Mais il y avait ces avocats de Mère Nature qui, quand ils nous enjoignaient à produire français, consommer français, manger français, quand ils faisaient l’éloge des « circuits courts » et du « souverainisme », quand ils envisageaient de limiter les grands voyages mangeurs de kérosène, ne raisonnaient pas de manière très différente de celle des braillards de l’America First.
Je l’ai écrit parce que j’ai senti monter, à droite et à gauche, le même goût de la pénitence.
Je l’ai écrit parce que j’ai cru entendre, chez les partisans du retour à la nature comme chez les développeurs des nouvelles « applis » capables de nous tracer en douceur, le même obscur désir de soumission.

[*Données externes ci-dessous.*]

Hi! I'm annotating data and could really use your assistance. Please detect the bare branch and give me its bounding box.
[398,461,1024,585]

Et je l’ai écrit parce que j’ai trouvé navrant le nombre de bons esprits, ivres d’une deuxième vague attendue comme dans Le Désert des Tartares, qui voyaient dans le virus une « opportunité historique » à ne « rater » sous aucun prétexte.
J’ai écrit ce livre parce que j’en avais assez d’entendre dire que le virus nous adressait un message et un ultimatum.
Je l’ai écrit parce que je n’en pouvais plus des discussions interminables sur un monde d’après dont je vois surtout, pour l’heure, le front de bœuf ou la niaiserie.
J’ai écrit ce livre parce que le seul monde qui m’importe c’est, à condition de le réparer, le monde de maintenant.